The album begins with a sense of unease as a tremulous violin and the slow strumming of a guitar set the deliberate pace. In fact, the tempo throughout the album is often maddeningly slow. Nakayama’s synth work sets off “Never Never” with the creepy tickling of the ivories. But instead of exploding into wailing and rage, the song launches gently enough into a mellifluous sway, as Hobbs sings about the drying of peppercorns, a plant that grows in Teddywaddy.  

“Steeple People” trembles with the vibrations of a cello growing ever more strident. It fades away as the slow strumming of an electric guitar comes into focus.
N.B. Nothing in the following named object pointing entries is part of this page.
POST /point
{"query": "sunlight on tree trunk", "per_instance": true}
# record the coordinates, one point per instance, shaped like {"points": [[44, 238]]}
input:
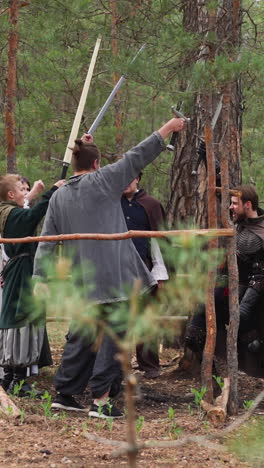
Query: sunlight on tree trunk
{"points": [[10, 94]]}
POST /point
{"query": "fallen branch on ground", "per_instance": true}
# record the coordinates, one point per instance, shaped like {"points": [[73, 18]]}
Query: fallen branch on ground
{"points": [[124, 447]]}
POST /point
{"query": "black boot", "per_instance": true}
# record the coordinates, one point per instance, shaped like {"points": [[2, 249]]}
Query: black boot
{"points": [[8, 377]]}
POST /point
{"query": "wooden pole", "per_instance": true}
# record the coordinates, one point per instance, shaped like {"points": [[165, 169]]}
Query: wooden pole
{"points": [[121, 235], [209, 349], [233, 280], [11, 85]]}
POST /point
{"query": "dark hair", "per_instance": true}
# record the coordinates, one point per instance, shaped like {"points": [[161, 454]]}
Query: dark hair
{"points": [[8, 184], [248, 194], [24, 180], [84, 155]]}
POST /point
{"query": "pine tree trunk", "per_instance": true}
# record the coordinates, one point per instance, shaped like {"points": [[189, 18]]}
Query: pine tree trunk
{"points": [[10, 94], [188, 199], [117, 100]]}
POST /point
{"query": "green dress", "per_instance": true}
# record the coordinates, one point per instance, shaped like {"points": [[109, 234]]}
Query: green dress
{"points": [[20, 340]]}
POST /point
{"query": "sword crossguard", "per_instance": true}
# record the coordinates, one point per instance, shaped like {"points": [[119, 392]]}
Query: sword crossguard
{"points": [[179, 114]]}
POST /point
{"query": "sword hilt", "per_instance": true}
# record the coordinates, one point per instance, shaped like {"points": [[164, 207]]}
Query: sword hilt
{"points": [[174, 136]]}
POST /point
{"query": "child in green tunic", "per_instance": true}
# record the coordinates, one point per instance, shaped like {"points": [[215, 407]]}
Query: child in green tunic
{"points": [[20, 340]]}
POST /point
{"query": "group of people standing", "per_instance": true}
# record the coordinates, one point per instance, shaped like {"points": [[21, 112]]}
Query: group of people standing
{"points": [[103, 200], [88, 202]]}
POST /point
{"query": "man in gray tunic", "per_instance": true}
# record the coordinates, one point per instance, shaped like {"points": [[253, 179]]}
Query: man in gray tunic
{"points": [[90, 202]]}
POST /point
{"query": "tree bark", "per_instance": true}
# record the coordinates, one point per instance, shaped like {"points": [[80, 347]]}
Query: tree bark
{"points": [[117, 100], [11, 84]]}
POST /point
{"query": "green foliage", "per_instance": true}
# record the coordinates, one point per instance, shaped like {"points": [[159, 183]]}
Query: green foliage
{"points": [[46, 406], [174, 429], [247, 444], [139, 423]]}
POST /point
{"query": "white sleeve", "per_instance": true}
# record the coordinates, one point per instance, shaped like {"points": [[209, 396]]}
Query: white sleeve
{"points": [[159, 271]]}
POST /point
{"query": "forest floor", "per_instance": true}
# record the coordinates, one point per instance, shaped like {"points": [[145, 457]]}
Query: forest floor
{"points": [[166, 411]]}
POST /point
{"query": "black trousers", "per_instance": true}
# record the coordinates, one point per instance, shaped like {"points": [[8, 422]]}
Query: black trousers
{"points": [[82, 364]]}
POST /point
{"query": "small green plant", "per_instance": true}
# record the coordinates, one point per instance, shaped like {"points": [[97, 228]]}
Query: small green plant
{"points": [[219, 380], [46, 405], [139, 423], [18, 387], [10, 410], [206, 425], [22, 415], [110, 423], [100, 412], [247, 404], [190, 410], [174, 429], [198, 396], [84, 427]]}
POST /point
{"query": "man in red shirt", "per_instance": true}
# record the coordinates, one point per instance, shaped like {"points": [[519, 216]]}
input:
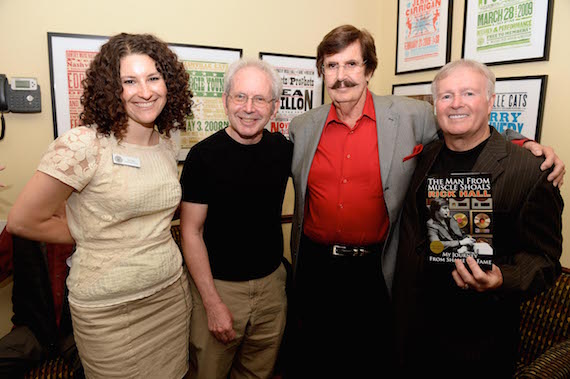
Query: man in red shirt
{"points": [[352, 163]]}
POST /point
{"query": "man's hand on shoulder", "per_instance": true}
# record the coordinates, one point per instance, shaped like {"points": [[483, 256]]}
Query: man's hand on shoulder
{"points": [[551, 159]]}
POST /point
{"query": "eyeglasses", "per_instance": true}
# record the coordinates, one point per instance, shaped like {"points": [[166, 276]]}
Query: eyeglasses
{"points": [[257, 101], [349, 67]]}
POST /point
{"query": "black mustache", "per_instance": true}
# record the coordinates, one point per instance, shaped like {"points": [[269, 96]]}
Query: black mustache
{"points": [[343, 83]]}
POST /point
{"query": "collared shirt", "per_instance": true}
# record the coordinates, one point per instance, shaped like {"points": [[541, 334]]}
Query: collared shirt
{"points": [[345, 201]]}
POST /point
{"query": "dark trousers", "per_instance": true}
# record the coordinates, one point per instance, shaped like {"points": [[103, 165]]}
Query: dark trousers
{"points": [[344, 316], [36, 336]]}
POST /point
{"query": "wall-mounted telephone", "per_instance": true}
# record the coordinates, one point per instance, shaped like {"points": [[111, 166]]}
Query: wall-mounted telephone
{"points": [[19, 95]]}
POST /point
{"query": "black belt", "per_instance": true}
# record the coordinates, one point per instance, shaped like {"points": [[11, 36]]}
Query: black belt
{"points": [[342, 250]]}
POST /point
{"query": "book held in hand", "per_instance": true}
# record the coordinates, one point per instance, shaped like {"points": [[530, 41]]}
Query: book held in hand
{"points": [[460, 223]]}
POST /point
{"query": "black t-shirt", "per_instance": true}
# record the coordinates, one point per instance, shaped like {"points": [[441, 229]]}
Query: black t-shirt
{"points": [[243, 186]]}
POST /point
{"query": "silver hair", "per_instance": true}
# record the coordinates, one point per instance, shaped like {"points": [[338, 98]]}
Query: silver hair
{"points": [[276, 83], [446, 70]]}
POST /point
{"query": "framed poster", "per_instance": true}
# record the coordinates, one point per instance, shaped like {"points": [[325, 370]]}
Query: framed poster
{"points": [[206, 66], [71, 54], [518, 102], [519, 105], [423, 39], [507, 31], [419, 91], [302, 88], [69, 57]]}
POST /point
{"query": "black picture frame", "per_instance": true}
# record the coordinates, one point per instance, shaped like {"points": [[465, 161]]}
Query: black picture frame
{"points": [[423, 45], [493, 40], [302, 87]]}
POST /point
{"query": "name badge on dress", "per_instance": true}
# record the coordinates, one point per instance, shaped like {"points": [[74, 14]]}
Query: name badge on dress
{"points": [[125, 160]]}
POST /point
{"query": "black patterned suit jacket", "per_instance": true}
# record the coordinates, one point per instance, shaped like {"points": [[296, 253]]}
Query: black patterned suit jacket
{"points": [[527, 242]]}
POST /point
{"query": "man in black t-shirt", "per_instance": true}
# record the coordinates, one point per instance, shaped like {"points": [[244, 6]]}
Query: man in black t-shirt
{"points": [[233, 184], [463, 321]]}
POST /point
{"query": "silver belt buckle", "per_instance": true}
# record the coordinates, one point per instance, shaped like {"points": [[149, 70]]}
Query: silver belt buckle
{"points": [[337, 250]]}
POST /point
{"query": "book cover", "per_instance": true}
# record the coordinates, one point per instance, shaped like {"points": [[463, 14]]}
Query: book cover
{"points": [[460, 221]]}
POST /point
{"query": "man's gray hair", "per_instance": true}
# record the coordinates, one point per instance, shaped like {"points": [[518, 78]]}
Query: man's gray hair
{"points": [[276, 83], [446, 70]]}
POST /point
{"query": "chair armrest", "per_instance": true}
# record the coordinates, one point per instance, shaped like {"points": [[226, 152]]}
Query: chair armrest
{"points": [[554, 363]]}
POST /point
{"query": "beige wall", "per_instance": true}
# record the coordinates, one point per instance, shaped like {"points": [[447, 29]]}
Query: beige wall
{"points": [[293, 27]]}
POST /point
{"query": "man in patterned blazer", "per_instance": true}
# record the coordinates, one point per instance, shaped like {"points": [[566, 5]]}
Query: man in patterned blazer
{"points": [[461, 321], [352, 164]]}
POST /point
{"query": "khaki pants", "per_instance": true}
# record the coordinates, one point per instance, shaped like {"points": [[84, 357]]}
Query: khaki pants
{"points": [[259, 309]]}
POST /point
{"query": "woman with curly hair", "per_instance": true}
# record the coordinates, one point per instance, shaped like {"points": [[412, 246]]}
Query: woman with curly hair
{"points": [[128, 292]]}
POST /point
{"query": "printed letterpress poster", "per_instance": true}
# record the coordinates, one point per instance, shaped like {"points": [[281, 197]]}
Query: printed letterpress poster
{"points": [[302, 88], [208, 116], [423, 27], [506, 30], [518, 105], [77, 64]]}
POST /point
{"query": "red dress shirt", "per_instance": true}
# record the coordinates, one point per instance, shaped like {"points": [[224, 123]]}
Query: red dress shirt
{"points": [[345, 201]]}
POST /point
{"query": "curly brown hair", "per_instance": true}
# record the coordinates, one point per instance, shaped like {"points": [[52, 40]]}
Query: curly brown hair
{"points": [[101, 99]]}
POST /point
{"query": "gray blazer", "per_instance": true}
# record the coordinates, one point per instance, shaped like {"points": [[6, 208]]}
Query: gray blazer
{"points": [[401, 124]]}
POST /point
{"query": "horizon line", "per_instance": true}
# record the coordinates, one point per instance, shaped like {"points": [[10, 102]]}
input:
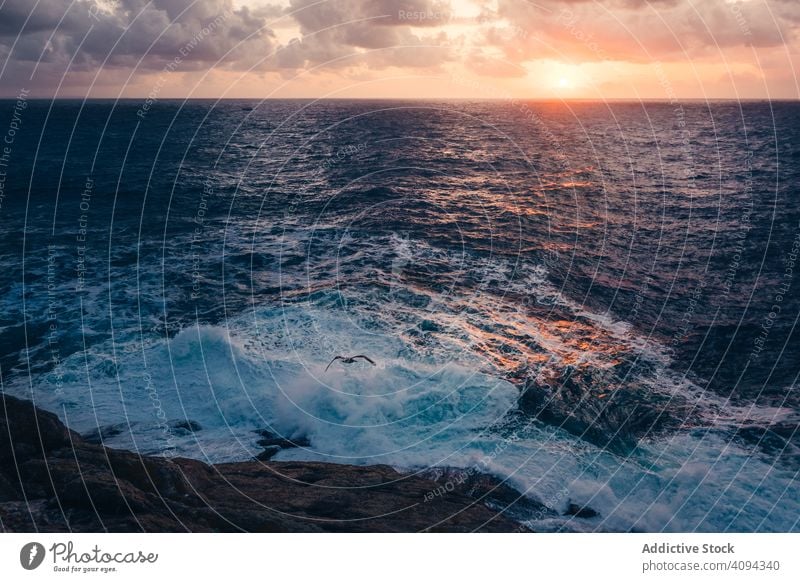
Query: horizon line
{"points": [[484, 99]]}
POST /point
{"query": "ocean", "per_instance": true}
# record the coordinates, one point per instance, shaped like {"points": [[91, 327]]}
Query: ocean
{"points": [[594, 302]]}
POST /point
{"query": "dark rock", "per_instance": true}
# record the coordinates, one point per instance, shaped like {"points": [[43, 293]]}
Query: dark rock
{"points": [[488, 489], [184, 427], [270, 439], [70, 484], [268, 453], [581, 511], [610, 410], [103, 433]]}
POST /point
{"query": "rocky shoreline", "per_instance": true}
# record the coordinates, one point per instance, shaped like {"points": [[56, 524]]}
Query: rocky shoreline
{"points": [[54, 480]]}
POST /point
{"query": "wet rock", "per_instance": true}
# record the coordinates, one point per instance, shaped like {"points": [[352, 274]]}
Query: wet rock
{"points": [[581, 511], [268, 453], [610, 410], [73, 485], [184, 427], [270, 439], [488, 489], [103, 433]]}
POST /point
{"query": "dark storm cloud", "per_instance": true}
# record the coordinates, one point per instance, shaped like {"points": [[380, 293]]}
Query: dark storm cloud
{"points": [[337, 32], [131, 32], [143, 35]]}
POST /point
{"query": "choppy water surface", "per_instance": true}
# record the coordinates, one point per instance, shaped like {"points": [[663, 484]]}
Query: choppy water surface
{"points": [[596, 302]]}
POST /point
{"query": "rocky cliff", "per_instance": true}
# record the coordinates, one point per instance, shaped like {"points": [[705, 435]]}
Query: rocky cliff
{"points": [[51, 479]]}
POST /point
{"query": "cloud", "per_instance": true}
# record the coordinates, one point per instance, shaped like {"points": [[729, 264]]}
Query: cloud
{"points": [[491, 38], [134, 33]]}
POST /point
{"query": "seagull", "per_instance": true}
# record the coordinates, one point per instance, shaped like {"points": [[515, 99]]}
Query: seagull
{"points": [[349, 360]]}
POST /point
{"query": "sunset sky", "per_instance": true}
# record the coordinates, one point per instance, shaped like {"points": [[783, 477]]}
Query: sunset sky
{"points": [[657, 49]]}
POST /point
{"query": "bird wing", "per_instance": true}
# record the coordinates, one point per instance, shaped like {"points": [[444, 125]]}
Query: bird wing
{"points": [[332, 361]]}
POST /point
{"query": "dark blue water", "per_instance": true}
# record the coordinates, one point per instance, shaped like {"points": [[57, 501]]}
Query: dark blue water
{"points": [[594, 301]]}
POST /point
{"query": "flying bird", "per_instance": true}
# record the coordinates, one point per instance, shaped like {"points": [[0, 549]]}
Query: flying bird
{"points": [[349, 360]]}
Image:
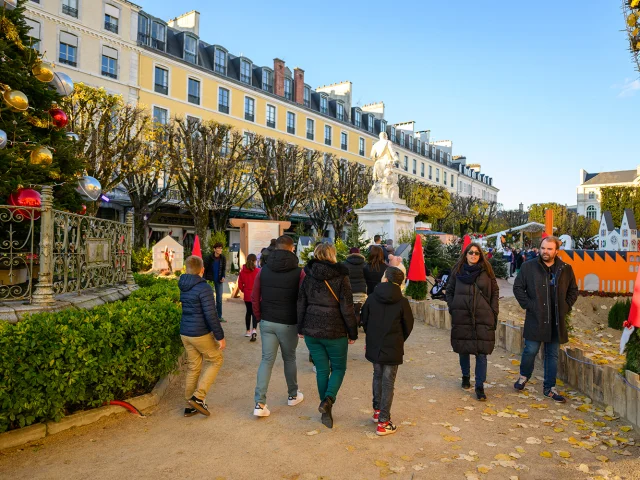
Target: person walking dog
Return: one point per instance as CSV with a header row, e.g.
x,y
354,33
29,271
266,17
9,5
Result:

Although Hobbs confesses: “I’m fresh out of ideas,” the unusual stop-start and skeletal structure suggest otherwise. “You gotta keep on trying,” he says to himself.

Also pleasingly accessible is the dusty slow dance of a song, “Leave the City.” Hobbs’ vocal contrails soar and descend into a dissonant noise interlude. A wall of fuzzy guitars and feedback distortion lead you right into the next song, “Essendon 1986,” for which they shot a video (with Barnett playing a bartender listlessly polishing glasses as a special cameo).

The music video, which takes place in an eerie dance hall, is visually appropriate, because their music has a kind of rural, “Twin Peaks,” country/rock vibe, the kind of music that comes on the jukebox when the last call has been called, and you’re looking for anyone to slow dance with.

The guitars on “Essendon 1986” sound like they’re piped through an old landline. The kick drum drops into a throbbing mid-tempo New Wave rhythm, like something from Midnight Oil or Siouxsie and the Banshees. And then that androgynous voice of the lead singer leads into classic punk dissonance.

East Brunswick All Girls’ Choir’s sophomore effort is a work of art deeply rooted in its terroir, from the catharsis of wide open skies to the haunting solitude of uncharted dirt.